3 - Quelles sont les garanties exclues ?

La plupart du temps, les contrats d'assurance excluent des garanties Décès et Invalidité Absolue et Définitive les conséquences des risques suivants :

  • suicide de l'assuré dans la (ou les deux) première(s) année(s) d'assurance.
  •  fait intentionnellement causé ou provoqué par l'assuré.
  • fait de guerre étrangère lorsque la France est partie belligérante, sous réserve des conditions qui seraient déterminées par la législation à intervenir concernant les assurances sur la vie en temps de guerre.
  • guerre civile ou étrangère, émeute, insurrection, attentat, acte de terrorisme, quel que soit le lieu où se déroulent ces événements et quels qu'en soient les protagonistes, dès lors que l'assuré y prend une part active.
  •  effets directs ou indirects d'explosions, de dégagements de chaleur, d'irradiations provenant de la transmutation des noyaux d'atomes.
  • démonstrations, raids, acrobaties, compétitions aériennes.
  • vols sur appareils non munis d'un certificat de navigabilité ou pour lesquels le pilote ne possède pas un brevet ou une licence valide.
  • pratique de sports aériens dangereux tels que parachutisme, vols sur ailes volantes, ULM, delta-plane, parachute ascensionnel et parapente.

Les garanties Invalidité et Incapacité de travail peuvent en outre exclure les risques suivants :

  • les risques liés à certaines compétitions sportives et entraînements s'y rapportant (courses motocyclistes, automobiles ou motonautiques, sports de combat, hippiques, de neige ou de glace).
  • les risques occasionnés par l'alcoolisme ou par l'usage de stupéfiants ou de certains médicaments hors de toute prescription médicale.
  • les risques résultant de dépression nerveuse ou de « mal de dos » tel que lombalgie, sciatique, lumbago, etc... (les compagnies d'assurance ont récemment durci leurs conditions en ce domaine et le risque d'incapacité de travail n'est couvert que s'il y a hospitalisation pendant une période minimum de 14 ou 30 jours).

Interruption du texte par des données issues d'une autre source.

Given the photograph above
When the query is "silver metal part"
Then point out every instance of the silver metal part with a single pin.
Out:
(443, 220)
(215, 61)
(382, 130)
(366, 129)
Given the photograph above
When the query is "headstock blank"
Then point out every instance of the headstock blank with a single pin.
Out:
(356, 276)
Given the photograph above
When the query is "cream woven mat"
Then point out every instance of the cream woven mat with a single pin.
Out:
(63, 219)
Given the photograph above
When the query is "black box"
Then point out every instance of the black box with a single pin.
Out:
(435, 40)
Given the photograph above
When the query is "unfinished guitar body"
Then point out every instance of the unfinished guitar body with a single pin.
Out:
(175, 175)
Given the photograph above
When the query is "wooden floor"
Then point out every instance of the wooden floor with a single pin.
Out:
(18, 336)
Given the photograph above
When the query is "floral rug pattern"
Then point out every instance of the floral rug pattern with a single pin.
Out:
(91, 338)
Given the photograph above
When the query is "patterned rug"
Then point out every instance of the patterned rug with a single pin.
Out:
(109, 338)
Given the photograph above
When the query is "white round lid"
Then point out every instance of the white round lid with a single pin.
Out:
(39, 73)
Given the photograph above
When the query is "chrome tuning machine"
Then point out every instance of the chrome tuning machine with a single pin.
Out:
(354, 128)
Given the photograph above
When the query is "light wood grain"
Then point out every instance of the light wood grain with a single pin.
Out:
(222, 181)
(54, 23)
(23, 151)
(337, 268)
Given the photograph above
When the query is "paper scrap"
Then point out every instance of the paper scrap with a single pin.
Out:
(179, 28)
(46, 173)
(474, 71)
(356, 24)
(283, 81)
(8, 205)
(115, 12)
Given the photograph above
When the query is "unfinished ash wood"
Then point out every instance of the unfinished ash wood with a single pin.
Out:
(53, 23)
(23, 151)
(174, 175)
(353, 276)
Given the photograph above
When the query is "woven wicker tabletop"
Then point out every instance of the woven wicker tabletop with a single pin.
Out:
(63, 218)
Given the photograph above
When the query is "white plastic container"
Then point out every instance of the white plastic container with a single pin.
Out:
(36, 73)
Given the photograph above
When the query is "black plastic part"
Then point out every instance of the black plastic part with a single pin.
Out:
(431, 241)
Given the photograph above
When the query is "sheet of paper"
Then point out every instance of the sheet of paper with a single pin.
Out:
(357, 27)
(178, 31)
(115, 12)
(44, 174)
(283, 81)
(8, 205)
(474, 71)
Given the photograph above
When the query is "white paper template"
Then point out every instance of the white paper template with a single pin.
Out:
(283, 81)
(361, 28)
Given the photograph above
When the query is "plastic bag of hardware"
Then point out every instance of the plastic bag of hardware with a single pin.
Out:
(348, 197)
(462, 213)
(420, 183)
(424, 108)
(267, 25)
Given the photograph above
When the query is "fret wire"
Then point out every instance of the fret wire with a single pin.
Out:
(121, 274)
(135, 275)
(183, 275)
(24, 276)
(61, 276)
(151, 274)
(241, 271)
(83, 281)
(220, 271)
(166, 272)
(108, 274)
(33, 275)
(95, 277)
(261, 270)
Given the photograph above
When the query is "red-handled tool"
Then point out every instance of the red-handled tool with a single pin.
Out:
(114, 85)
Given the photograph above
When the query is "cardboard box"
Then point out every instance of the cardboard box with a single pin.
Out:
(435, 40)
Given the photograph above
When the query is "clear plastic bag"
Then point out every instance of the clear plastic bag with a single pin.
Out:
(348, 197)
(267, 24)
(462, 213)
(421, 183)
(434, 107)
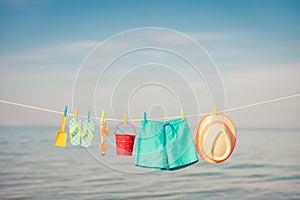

Comme vous le voyez, la liste des exclusions est longue. Certains contrats peuvent ne pas comporter certaines de ces exclusions ou en comporter d'autres, en particulier pour la pratique des sports. Nous vous invitons donc à consulter très attentivement ces clauses et à vérifier si vous êtes concerné. La compétition pour certains des sports mentionnés peut être garantie si elle est pratiquée à titre exceptionnel pendant les périodes de loisir : vérifiez-le !

Sachez que si vous exercez une profession ou que vous pratiquez un sport visé par certaines des exclusions du contrat standard qui vous est proposé, vous pouvez en négocier la suppression avec la compagnie d'assurances contre paiement d'une « surprime ». Vous pouvez également proposer à la banque de déléguer à son profit une assurance dont vous bénéficiez déjà, sachant que la banque n'est pas tenue de l'accepter et devra évaluer la qualité des garanties qui lui sont proposées.